Right off the bat, I want to discuss what makes Fast Striker truly one of a kind. The graphics. Fast Striker has beautifully chunky pixel graphics that scream early 90’s Shmup. Enemies, bosses and your ship look fantastic – if you dig this kind of retro-styling. Bullets, both from you and your enemies, are bright, colourful and bold, making it easy to detect oncoming threats. Backgrounds are a little bit basic, although most have some pretty interesting animation going on to spruce it all up. They do feel a tad samey between stages, but as an overall package, the game looks right at home on an old CRT.

Fast Striker

This art style is backed by a thigh-spankingly good soundtrack that oozes heart-pounding synthy goodness from every metaphorical string. It drives the game forward brilliantly with an eruption of headbanging tracks that would fit on anyone’s workout playlist. It’s seriously good and almost worth the price of admission alone.

Couple Niggles

The presentation does come with a couple of caveats, however.

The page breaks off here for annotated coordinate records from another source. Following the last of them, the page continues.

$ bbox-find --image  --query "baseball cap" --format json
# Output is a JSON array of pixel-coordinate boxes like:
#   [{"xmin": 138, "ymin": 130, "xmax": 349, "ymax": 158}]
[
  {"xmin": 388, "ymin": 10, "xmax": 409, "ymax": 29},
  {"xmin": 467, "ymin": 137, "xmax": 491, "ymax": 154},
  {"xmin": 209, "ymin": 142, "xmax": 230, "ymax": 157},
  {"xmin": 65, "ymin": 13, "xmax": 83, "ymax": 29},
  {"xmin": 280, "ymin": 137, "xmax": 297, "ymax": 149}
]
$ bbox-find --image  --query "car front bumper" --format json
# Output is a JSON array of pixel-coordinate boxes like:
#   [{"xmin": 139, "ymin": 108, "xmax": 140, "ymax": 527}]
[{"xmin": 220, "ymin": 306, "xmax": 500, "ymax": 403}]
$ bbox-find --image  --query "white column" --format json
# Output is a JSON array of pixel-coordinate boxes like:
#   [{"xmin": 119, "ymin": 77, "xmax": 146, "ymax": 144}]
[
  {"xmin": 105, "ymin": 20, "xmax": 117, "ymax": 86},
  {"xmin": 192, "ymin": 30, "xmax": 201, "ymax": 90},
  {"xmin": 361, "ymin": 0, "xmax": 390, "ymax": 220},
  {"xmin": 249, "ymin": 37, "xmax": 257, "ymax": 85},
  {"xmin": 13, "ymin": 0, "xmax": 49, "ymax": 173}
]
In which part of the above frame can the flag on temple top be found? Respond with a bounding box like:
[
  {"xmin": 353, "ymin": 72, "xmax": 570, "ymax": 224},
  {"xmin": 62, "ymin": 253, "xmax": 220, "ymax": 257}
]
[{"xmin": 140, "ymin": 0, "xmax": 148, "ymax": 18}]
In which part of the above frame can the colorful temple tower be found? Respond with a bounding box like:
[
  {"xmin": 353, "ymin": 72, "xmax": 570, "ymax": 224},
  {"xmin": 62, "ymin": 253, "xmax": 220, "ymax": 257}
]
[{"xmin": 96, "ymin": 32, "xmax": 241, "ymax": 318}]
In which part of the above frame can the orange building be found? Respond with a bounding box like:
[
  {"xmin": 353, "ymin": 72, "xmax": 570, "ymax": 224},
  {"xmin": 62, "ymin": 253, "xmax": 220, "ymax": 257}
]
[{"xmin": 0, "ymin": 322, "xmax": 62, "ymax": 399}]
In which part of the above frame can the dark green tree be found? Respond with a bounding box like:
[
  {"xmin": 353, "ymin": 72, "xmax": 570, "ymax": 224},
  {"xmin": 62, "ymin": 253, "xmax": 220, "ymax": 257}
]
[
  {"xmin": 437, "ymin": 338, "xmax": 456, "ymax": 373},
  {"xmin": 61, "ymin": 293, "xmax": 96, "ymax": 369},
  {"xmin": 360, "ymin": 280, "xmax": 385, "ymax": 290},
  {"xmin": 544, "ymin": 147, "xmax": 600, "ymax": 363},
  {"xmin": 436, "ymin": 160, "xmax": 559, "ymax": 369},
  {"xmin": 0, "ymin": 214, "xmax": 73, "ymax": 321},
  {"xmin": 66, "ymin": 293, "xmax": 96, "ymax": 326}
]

Firstly, the game has not been given any HD treatment. As gorgeous as those chunky pixels are, the game was begging for a tarting up to get those sprites singing along with that original score. Sound effects are also quite weak, with bullets and explosions sounding surprisingly limp for a game this crunchy. More could have been done here, that’s for sure.

Visual and audio stuff aside, how does Fast Striker hold up compared to modern, and even retro, Shmups? The game is split into four difficulties, with each difficulty actually being a unique mode – although they all share the same stages…mostly. Regardless of mode, your ship can fire forwards and backwards in two firing spreads. Holding each respective button down results in a mode-specific firing pattern, whilst tapping that same button produces another. Tapping also allows you to maintain maximum speed, and automatically vacuum collectables. Holding it down on the other hand slows you to crawl, which is perfect for tight dodges when the screen gets busy.

Fast Striker

Fast Striker does tend to flood the screen with projectiles, although it doesn’t feel especially bullet-helly when compared to other games in the genre. At least not on the more tame difficulties/modes. The game also doesn’t have any genre-staple bombs, but it does come with a functionally similar shield system. You can expend resources to activate a shield making you impervious to damage, and allowing you to collide with enemies to inflict massive damage. It’s a cool system that works well in a pinch.

Simple Shmup Action

The game is split into 6 stages (5 for Novice) that throw ever increasingly difficult waves of enemies in your general direction. There are also the occasional obstacle and mini-boss to contend with and more than a few sneaky ambushes to keep you on your toes. It’s traditional Shmup gameplay, with very little in terms of bells and whistles. Bosses spice things up with interesting attack patterns and are all a joy to figure out and takedown. Memorisation and a steady hand go a long way here. This is of course helped by the fairly short run time.

Each mode comes with a unique scoring system, which does a great job of injecting some replayability into the title. It’s a shame that there are no online leaderboards, and the local leaderboard is all but inaccessible whilst surfing the menus. This ultimately made the scoring in Fast Striker feel little more than dressing, as opposed to a catalyst for score chasing, which is a real shame.

Fast Striker

My biggest gripe with Fast Striker on PS4 is the amount of input lag that seems to be present. The game can often feel incredibly sluggish to play, and from what I gathered from my research, this wasn’t the case on the Dreamcast or NEOGEO releases. I experimented with both a Dualsense and a Dual Shock 4, and neither seemed to perform particularly well. That being said, I did get used to it over time, and the core experience of Fast Striker manages to shine through regardless.

Conclusion

Fast Striker manages to do a lot of things right. The classic sprite work is amazing, the original score slaps harder than my wife, and it has plenty of modes and variations to mess around with. It’s also incredibly cheap coming in at about £1 on sale, and not much more than that off. The lack of HD polish, the basic sound effects, input delay and lack of leaderboards do hamper the game somewhat, but it’s still a fun romp regardless. I’d recommend Fast Striker to any Shmup fan looking to rekindle their love of 90’s Shmups, and as an entry-level game for newcomers, it doesn’t do too badly either.